Die neue Koalition aus CDU und SPD stellt zusammen 71 der 105 Abgeordneten. Schnieder verfehlte bei der geheimen Wahl die Stimmenzahl der Koalition um acht – ein übliches Phänomen bei Regierungsbildungen, wie zuvor auch in Baden-Württemberg bei Cem Özdemir (Grüne).
Der Landtag hatte sich am 18. Mai konstituiert, dem Verfassungstag von Rheinland-Pfalz.
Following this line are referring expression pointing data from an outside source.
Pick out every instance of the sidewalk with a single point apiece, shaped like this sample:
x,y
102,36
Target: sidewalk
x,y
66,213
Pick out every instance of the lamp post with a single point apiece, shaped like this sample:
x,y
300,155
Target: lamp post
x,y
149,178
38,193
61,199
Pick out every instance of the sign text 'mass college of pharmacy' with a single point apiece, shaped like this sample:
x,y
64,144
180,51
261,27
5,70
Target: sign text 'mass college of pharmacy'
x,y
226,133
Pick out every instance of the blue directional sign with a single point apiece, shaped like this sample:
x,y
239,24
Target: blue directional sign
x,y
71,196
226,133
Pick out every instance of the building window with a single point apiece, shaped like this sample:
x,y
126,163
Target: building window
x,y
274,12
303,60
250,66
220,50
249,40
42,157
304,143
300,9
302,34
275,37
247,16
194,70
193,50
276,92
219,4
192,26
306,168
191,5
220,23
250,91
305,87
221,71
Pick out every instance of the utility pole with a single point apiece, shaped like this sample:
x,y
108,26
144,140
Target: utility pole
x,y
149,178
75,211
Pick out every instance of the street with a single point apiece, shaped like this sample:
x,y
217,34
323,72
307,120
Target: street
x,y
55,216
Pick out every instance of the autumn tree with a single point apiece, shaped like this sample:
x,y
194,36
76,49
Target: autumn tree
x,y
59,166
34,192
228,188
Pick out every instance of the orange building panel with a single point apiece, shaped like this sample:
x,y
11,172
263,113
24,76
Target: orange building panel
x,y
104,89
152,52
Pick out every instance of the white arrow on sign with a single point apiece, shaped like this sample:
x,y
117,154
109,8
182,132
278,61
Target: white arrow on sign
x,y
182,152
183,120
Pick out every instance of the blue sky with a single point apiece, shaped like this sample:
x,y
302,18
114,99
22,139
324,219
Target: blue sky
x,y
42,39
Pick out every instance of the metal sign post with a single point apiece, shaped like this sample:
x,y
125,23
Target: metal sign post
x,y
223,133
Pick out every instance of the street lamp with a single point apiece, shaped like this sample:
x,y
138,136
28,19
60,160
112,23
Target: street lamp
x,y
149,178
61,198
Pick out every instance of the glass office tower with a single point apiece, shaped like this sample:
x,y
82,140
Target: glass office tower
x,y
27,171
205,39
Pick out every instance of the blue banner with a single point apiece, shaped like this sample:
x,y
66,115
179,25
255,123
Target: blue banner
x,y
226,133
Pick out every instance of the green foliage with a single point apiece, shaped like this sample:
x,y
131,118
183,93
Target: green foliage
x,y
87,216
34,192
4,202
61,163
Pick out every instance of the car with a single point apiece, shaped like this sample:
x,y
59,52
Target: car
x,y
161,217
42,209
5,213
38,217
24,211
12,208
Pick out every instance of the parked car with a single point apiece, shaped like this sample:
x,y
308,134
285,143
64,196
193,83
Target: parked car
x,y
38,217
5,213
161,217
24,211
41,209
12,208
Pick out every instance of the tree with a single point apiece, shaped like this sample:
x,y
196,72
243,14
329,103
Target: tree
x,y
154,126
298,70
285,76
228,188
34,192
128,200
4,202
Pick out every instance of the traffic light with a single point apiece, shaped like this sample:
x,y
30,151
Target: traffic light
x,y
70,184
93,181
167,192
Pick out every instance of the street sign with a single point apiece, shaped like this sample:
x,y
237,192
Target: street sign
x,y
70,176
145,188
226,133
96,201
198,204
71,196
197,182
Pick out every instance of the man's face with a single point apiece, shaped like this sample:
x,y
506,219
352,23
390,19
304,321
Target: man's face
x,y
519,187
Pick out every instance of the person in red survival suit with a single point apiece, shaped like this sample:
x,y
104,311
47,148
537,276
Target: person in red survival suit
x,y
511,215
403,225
Alterspräsident Christian Baldauf (CDU) eröffnete die Sitzung um 11 Uhr. Anschließend wählten die Abgeordneten Matthias Lammert (CDU) einstimmig zum neuen Landtagspräsidenten.
Die Regierungsbank blieb zunächst leer, bis Schnieder nach seiner Wahl das Amt übernahm. Der Machtwechsel in Rheinland-Pfalz ist damit vollzogen – die CDU kehrt nach 35 Jahren in die Staatskanzlei zurück.